Türck: Bisher gibt es kaum neue Werbeformate, die „mobile first“ gedacht sind. Die meisten Standardformate sind lediglich Adaptionen von Desktop- und damit von Print- oder TV-Werbeformaten. Ich bin sehr für Standards, denn: Nur dann sind Brands auch bereit sind, ihre Budgets entsprechend zu shiften.
Adzine: Fehlt es Brand Advertisern nicht auch ein wenig an Risikobereitschaft, wenn es um die Werbeinvestitionen im mobilen Kanal geht?
Türck: Ja. Aber das hat auch einen guten Grund: Bei Werbeinvestitionen für Mobile weiß der Werbekunde am Ende nicht, was wirklich für ihn herausspringt. Das ist bei der TV-Werbung ganz anders. Er kann dort inzwischen auf den Cent genau messen, wie sich ein Werbespot auf seinen ROI auswirkt. Das ist bei Mobile noch nicht möglich.
Adzine: Wie lässt sich dieser Knoten grundsätzlich lösen?
Türck: Zunächst einmal dürfen wir die Fehler aus der Desktopwelt nicht wiederholen. Nervige Pop-ups haben auf den Smartphone keine Zukunft. Stattdessen brauchen wir wirklich intelligente Werbeformen. Relevanz mithilfe eines zielgenauen Targetings ist der Schlüssel. Außerdem muss der Nutzer von der Werbung etwas haben: Mobile Werbung muss ihm immer auch einen Mehrwert bieten.
Theoretisch ist das Ganze sehr einfach: 1. Wir benötigen grundsätzlich mehr Wissen über Mobile – angefangen bei Studien bis hin zu einheitlichen und validen Messgrundlagen für die Planung und Werbewirkung – und 2. mehr Daten für ein besseres Targeting, da Werbung nur dann für jeden Einzelnen relevanter werden kann. Außerdem brauchen wir 3. standardisierte „Mobile first“-gedachte Werbemöglichkeiten, die auch die Nutzerperspektive einbeziehen.

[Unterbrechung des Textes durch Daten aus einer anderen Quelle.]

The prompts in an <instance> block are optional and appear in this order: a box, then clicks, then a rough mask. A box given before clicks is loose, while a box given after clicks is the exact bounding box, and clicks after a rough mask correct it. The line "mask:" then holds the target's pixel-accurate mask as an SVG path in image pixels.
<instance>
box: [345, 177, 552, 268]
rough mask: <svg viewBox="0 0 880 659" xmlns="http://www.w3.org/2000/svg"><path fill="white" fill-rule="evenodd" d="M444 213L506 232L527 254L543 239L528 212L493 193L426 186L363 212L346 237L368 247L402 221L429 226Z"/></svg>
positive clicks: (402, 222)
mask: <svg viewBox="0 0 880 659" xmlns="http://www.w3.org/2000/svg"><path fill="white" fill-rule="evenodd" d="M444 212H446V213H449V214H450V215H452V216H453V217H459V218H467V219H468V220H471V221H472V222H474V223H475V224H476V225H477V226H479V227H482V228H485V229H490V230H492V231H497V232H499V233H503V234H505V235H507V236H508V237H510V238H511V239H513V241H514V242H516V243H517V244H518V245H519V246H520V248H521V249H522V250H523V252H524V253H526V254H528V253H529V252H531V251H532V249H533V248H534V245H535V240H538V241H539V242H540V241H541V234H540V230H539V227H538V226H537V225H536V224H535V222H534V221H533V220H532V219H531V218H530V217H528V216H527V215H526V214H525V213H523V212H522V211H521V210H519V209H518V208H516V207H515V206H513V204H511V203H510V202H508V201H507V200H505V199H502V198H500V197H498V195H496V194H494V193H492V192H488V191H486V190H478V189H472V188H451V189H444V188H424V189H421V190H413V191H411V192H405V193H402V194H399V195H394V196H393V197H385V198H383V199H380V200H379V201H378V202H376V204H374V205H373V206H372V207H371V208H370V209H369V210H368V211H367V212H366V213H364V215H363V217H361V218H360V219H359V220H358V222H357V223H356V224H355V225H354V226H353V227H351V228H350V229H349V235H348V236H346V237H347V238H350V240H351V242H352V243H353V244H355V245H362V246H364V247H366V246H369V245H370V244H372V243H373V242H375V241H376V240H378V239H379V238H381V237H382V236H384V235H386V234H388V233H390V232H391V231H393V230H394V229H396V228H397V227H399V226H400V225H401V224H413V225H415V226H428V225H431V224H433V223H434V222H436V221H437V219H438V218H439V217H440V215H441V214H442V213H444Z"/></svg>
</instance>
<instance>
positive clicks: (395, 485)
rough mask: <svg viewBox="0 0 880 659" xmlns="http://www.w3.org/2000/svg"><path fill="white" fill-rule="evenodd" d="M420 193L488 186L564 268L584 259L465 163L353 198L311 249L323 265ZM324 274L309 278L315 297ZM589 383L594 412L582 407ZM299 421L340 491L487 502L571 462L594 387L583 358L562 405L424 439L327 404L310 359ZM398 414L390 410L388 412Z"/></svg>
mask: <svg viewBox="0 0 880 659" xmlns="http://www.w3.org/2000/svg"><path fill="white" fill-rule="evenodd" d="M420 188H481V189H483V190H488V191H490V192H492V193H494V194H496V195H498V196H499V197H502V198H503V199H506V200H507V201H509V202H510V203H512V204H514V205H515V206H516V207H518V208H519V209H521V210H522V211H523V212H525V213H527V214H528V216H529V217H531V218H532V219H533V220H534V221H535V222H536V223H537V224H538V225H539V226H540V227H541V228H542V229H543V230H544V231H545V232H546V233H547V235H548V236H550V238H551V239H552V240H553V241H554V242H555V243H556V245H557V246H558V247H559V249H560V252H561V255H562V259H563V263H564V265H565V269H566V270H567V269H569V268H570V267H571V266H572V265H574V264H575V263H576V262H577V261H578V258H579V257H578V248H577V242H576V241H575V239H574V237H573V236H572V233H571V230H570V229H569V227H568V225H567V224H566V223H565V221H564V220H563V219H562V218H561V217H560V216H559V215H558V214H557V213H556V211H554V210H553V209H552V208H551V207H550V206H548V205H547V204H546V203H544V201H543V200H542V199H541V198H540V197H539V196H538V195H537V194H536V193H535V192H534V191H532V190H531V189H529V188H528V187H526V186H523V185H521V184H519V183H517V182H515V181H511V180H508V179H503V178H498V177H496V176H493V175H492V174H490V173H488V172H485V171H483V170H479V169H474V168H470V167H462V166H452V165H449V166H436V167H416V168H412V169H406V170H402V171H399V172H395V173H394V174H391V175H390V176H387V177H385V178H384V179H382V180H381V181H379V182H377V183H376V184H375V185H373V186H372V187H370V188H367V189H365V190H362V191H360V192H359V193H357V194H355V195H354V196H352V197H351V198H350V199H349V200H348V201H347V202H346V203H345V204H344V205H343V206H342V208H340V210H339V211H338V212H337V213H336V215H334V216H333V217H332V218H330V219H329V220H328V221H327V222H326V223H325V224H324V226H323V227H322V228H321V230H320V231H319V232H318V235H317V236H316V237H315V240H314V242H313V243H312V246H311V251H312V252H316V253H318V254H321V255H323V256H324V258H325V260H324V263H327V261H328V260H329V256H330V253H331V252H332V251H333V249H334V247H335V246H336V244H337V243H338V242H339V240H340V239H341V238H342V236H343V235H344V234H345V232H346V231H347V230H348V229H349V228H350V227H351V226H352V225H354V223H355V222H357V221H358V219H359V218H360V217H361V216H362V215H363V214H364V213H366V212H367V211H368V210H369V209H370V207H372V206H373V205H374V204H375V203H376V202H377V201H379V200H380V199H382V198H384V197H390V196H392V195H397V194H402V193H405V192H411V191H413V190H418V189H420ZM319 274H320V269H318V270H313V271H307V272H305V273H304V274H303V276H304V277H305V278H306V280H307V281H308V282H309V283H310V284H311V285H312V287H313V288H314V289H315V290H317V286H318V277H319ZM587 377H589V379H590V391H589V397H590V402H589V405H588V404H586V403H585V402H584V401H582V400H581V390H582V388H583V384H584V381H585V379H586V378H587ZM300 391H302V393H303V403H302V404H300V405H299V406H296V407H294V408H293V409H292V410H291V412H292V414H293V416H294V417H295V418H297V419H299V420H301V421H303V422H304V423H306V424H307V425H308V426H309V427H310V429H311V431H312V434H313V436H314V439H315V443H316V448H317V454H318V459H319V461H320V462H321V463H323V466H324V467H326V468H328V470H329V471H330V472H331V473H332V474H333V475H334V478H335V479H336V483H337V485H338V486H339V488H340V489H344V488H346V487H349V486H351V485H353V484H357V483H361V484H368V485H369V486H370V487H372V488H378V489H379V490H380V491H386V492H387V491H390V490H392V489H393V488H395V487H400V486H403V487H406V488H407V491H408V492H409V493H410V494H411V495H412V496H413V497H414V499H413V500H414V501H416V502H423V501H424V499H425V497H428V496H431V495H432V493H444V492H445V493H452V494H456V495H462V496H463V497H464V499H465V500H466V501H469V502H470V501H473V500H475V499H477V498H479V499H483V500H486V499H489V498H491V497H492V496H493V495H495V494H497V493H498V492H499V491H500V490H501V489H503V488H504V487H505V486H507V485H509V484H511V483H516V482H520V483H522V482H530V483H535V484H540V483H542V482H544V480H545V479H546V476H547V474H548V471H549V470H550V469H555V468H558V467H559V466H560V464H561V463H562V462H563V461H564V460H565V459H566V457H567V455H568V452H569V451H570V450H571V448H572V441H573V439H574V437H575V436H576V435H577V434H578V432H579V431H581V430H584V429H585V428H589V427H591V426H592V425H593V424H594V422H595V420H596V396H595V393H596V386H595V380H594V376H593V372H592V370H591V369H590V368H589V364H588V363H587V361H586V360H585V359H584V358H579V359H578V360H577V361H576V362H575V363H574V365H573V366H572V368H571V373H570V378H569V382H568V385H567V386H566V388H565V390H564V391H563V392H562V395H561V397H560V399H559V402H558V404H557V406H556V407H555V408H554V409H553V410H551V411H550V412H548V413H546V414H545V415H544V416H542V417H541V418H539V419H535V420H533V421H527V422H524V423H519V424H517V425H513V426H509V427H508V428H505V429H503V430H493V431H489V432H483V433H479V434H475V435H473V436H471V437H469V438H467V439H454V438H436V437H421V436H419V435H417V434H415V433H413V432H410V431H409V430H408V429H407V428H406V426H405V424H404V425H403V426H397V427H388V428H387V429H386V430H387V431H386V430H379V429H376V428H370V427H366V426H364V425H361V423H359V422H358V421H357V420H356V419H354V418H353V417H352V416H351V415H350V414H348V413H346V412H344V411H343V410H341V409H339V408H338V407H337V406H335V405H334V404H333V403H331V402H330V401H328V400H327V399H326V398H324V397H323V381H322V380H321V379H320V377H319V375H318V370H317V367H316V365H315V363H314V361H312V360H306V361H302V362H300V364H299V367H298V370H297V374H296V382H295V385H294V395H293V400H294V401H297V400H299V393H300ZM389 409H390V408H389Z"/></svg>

Adzine: Bevor Sie nun zu viel über Ihren Vortrag auf den Mobile Advertising Summit verraten, eine abschließende Frage: Glauben Sie, dass wir auf einem Mobile Summit 2017 schon einen deutlichen Budget-Shift in Richtung Mobile Brand Advertising haben werden? Wird sich also in einem Jahr viel bei der Einstellung der Brand Advertiser zum Thema Mobile verändert haben?
Türck: Absolut! Wir sehen ja bereits in anderen Ländern wie z. B. den USA, dass Mobile schon heute einen bedeutenden Stellenwert eingenommen hat und mehr als 60% der digitalen Ad Spendings ausmacht. Und am Ende muss ja jeder Marketingentscheider nur seine eigene Mediennutzung oder die seiner Kinder reflektieren, um die richtige Entscheidung zum Marketingmix zu überdenken.
Adzine: Vielen Dank für das Gespräch, Frau Türck. Wir sehen uns in Berlin!